Les députés du parlement de Kiev ont approuvé le projet de construction des nouveaux hôtels dans la capitale. D’après le projet, un hôtel serait construit sur le territoire du complexe commémoratif Babi Iar où les hitlériens ont tué pendant la Seconde guerre mondiale plus de 150 mille personnes de différentes nationalités.
A la demande de l’UEFA, Kiev doit construire plusieurs hôtels pour accueillir en 2012 le Championnat d’Europe de football. Le conseil municipal de Kiev a approuvé les sites de construction des nouveaux hôtels qui occuperaient pour la plupart des jardins et des zones boisées de la capitale. Les écologistes ont déjà sonné l’alarme : la ville dominée par le béton rendrait un mauvais service aux générations futures.
Cependant, l’un des nouveaux hôtels « Babi Iar » suscite une grande inquiétude. Le nouvel hôtel de 760 pièces serait construit près du ravin où gisent les ossements des victimes des exécutions massives, pendant l’occupation de Kiev par les troupes hitlériennes.
Les occupants allemands ont distribués en septembre 1941 les avis en ordonnant aux juifs de se réunir dans une place pour déménager. Ceux qui étaient venus ont été transportés au ravin de Babi Iar et exécutés aux mitrailleuses. Tziganes, prisonniers de guerre et partisans les ont suivis. Donc plus de 150 mille personnes y ont été exécutées, beaucoup de corps y ont été brûlés sur place. Le complexe commémoratif de Babi Iar a été érigé après la guerre. Mais les actuels parlementaires de Kiev ont la mémoire courte. Les avantages des investissements se sont avérés plus chers et plus attrayants que les principes de la morale et le respect des défunts.
Les vétérans de guerre, les défenseurs des droits de l’homme, des hommes politiques à l’étranger et en Ukraine se sont indignés des projets des députés de la Rada de Kiev. Plusieurs parlementaires ont renoncé à leur décision en déclarant qu’ils ne s’étaient pas aperçus, sur la longue liste des sites de construction, de la rue qui mène à Babi Iar. Le maire de Kiev Leonid Tchernovetski a tâché de régler le scandale. Il a remis en question les sites de construction en soulignant que personne n’allait construire quoique ce soit à Babi Iar. Il est toutefois difficile à le croire. Car cette démarche reflète l’actuelle politique de révision du passé ukrainien adoptée par les autorités du pays. L’hetman Mazepa et le chef de file des nationalistes Stepan Bandera ont récemment été réhabilités et les unités SS de la division « Galitchina » ont été mis sur un pied d’égalité avec les vétérans soviétique de la Seconde guerre mondiale, alors que la grande famine « Golodomor » a été déclarée le génocide exclusif du peuple ukrainien. La révision radicale de l’histoire aurait provoqué sans doute le dernier scandale.
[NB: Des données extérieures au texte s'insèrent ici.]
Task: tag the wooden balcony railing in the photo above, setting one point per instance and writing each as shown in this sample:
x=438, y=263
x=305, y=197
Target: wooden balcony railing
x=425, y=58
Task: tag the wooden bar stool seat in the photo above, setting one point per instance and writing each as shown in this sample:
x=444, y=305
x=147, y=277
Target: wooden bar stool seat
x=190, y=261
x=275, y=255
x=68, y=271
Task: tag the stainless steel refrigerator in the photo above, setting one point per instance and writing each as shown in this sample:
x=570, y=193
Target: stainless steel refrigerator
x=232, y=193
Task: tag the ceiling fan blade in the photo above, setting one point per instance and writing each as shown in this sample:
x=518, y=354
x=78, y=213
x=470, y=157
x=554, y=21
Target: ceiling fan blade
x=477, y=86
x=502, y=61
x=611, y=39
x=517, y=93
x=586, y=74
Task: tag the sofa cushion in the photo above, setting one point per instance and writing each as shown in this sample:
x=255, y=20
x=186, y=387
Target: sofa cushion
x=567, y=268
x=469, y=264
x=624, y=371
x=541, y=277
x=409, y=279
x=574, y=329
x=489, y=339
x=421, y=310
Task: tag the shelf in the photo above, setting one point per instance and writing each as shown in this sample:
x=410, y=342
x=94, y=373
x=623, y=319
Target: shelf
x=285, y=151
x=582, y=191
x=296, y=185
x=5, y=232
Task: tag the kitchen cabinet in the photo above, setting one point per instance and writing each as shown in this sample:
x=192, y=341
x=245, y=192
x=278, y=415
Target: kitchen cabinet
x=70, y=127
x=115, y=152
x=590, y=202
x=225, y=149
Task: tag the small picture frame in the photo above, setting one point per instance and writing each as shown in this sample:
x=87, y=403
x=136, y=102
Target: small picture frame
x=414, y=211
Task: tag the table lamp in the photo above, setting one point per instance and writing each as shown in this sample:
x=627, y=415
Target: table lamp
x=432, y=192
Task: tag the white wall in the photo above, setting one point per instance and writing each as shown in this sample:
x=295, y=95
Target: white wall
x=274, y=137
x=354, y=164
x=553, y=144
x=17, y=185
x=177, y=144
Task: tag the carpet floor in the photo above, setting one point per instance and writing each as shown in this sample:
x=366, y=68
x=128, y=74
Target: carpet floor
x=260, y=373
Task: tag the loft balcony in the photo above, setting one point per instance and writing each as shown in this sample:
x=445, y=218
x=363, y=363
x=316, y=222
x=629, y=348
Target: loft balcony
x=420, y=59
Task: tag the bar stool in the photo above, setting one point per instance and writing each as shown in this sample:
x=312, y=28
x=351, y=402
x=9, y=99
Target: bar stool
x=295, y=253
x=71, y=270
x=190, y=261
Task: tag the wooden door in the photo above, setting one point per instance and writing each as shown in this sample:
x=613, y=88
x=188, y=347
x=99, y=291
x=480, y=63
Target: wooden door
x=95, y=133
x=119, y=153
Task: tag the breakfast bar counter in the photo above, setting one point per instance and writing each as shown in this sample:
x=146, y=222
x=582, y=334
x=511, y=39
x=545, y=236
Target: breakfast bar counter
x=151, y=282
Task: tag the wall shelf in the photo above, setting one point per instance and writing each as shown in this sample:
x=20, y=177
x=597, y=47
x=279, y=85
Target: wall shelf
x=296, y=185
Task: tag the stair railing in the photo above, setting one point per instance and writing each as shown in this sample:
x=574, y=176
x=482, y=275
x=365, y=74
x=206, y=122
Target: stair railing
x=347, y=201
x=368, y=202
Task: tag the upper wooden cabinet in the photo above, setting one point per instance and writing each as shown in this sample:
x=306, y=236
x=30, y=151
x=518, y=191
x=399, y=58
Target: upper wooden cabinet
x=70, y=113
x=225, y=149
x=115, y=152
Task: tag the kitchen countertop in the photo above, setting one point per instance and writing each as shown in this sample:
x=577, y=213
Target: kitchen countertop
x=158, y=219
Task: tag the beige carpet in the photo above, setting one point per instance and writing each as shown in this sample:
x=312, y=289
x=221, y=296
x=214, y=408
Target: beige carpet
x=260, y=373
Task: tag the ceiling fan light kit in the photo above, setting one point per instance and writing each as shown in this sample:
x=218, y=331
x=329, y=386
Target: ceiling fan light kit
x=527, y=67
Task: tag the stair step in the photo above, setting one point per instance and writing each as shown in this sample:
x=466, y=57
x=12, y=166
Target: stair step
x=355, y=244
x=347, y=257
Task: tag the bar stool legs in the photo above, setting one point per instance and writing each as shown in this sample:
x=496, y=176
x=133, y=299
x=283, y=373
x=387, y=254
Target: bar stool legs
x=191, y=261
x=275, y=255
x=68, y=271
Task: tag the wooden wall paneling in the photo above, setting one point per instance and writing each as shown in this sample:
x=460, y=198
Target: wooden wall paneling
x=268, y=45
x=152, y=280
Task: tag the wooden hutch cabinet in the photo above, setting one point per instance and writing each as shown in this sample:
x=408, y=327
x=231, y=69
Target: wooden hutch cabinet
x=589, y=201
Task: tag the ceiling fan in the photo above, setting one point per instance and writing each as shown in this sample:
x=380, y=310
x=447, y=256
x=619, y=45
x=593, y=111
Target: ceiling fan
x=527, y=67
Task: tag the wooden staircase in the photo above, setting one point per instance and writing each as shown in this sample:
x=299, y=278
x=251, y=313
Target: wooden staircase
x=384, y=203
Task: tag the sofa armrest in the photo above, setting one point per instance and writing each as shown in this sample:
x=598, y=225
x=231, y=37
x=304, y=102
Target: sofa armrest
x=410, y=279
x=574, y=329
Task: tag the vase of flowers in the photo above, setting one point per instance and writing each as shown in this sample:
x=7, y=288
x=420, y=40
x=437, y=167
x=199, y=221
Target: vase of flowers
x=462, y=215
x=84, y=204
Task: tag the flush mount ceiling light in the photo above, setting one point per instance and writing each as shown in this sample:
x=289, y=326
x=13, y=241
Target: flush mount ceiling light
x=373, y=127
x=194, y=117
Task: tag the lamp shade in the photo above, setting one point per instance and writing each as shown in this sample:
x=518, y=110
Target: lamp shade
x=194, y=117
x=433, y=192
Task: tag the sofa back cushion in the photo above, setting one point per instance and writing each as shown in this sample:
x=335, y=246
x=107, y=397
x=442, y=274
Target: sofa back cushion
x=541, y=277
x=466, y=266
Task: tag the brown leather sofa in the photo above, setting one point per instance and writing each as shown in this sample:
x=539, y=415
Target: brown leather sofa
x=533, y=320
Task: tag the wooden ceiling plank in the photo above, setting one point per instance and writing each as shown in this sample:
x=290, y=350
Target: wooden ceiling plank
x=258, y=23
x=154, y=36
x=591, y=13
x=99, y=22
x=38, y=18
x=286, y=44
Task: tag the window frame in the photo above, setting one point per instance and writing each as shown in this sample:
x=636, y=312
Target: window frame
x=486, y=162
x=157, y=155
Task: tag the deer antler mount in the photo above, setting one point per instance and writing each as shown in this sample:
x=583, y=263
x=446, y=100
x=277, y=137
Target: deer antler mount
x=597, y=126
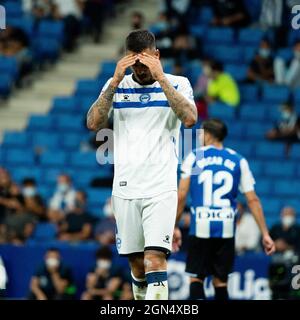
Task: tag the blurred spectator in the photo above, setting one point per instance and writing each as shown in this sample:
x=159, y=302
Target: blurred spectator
x=137, y=20
x=105, y=229
x=230, y=13
x=77, y=225
x=18, y=224
x=247, y=232
x=33, y=202
x=52, y=280
x=221, y=86
x=288, y=127
x=106, y=281
x=261, y=67
x=70, y=11
x=286, y=234
x=63, y=200
x=288, y=73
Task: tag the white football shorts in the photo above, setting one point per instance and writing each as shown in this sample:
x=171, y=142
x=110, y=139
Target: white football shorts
x=145, y=223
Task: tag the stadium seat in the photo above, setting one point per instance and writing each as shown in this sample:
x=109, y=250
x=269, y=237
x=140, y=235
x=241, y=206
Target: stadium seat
x=249, y=92
x=16, y=139
x=44, y=232
x=56, y=159
x=219, y=36
x=237, y=71
x=270, y=150
x=22, y=157
x=250, y=36
x=275, y=94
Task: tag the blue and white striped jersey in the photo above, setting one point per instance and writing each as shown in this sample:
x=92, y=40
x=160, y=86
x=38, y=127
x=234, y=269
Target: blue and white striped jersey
x=217, y=175
x=146, y=134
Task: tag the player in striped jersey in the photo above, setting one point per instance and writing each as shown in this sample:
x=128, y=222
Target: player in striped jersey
x=215, y=175
x=148, y=109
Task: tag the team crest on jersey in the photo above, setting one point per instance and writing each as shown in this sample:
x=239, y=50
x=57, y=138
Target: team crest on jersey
x=145, y=97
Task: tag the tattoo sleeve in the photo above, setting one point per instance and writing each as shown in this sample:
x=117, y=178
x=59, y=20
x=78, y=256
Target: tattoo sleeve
x=184, y=110
x=98, y=114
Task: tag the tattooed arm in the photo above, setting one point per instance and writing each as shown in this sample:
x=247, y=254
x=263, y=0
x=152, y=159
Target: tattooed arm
x=183, y=108
x=98, y=114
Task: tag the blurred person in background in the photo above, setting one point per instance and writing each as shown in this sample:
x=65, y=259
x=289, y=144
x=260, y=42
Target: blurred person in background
x=229, y=13
x=106, y=281
x=106, y=227
x=78, y=224
x=286, y=234
x=247, y=234
x=53, y=279
x=18, y=224
x=221, y=86
x=261, y=67
x=33, y=202
x=63, y=200
x=288, y=73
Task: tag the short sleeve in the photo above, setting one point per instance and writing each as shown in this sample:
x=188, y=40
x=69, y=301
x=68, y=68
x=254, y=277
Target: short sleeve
x=187, y=166
x=185, y=88
x=247, y=181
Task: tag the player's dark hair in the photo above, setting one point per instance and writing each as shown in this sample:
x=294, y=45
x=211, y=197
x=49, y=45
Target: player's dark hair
x=104, y=253
x=216, y=128
x=139, y=40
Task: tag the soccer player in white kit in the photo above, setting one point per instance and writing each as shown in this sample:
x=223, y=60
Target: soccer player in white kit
x=148, y=109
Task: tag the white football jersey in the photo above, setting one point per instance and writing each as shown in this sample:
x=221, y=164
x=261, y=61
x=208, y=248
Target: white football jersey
x=146, y=134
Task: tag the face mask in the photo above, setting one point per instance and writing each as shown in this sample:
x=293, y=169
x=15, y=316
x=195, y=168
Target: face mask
x=288, y=221
x=107, y=210
x=52, y=262
x=103, y=264
x=29, y=192
x=63, y=187
x=297, y=54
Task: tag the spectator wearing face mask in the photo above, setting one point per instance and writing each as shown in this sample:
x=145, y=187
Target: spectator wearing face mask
x=288, y=73
x=78, y=224
x=33, y=202
x=63, y=200
x=261, y=67
x=106, y=281
x=105, y=229
x=286, y=235
x=52, y=280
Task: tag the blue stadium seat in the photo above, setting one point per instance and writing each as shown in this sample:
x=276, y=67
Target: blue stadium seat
x=44, y=232
x=88, y=88
x=275, y=94
x=85, y=160
x=16, y=139
x=237, y=71
x=56, y=159
x=249, y=92
x=21, y=157
x=64, y=105
x=40, y=122
x=280, y=169
x=252, y=112
x=250, y=36
x=219, y=36
x=9, y=65
x=270, y=150
x=47, y=140
x=220, y=110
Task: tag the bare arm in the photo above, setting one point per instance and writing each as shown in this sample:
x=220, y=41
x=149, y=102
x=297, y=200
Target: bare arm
x=182, y=107
x=183, y=189
x=98, y=114
x=257, y=211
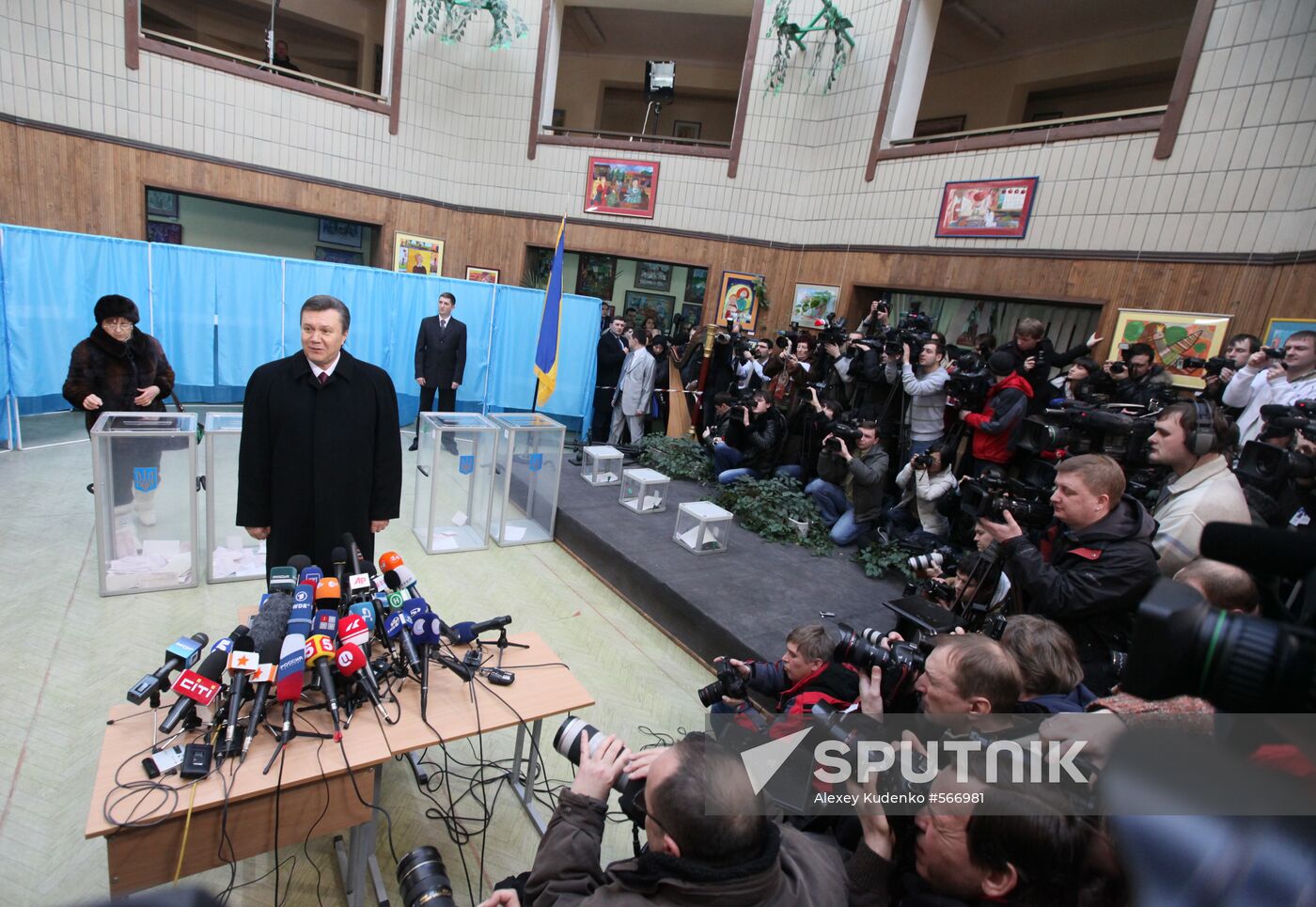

Il ne fait pas de doute que les supporters de football refuseraient d’habiter et de se restaurer dans l’hôtel avec une vue sur le cimetière. Les hommes d’affaires ukrainiens sont d’accord avec cela. Voici l’avis de Nikolaï Evdokimenko, président du conseil d’administration de l’Association hôtelière de l’Ukraine.
"Les hôtels doivent être construits au centre-ville pour que les gens puissent se reposer effectivement. Il ne serait pas bien de les construire près du cimetière".
Sergueï Roudyk, vice-président de l’administration municipale de Kiev, a assuré la presse qu’on cherche un nouveau site de construction pour l’hôtel.
"Je pense qu’on pourra trouver à Kiev de la place pour construire l’hôtel et pour se préparer à l’Euro-2012, sans porter atteinte à la mémoire de ceux qui sont tragiquement morts pendant la guerre".
Le Championnat d’Europe de football 2012 est bien sûr un évènement international d’envergure et Kiev fera tout son possible pour assurer son succès. Les Ukrainiens trouveraient, nous le croyons, un compromis entre le business et l’honneur dans le but d’impressionner l’Europe.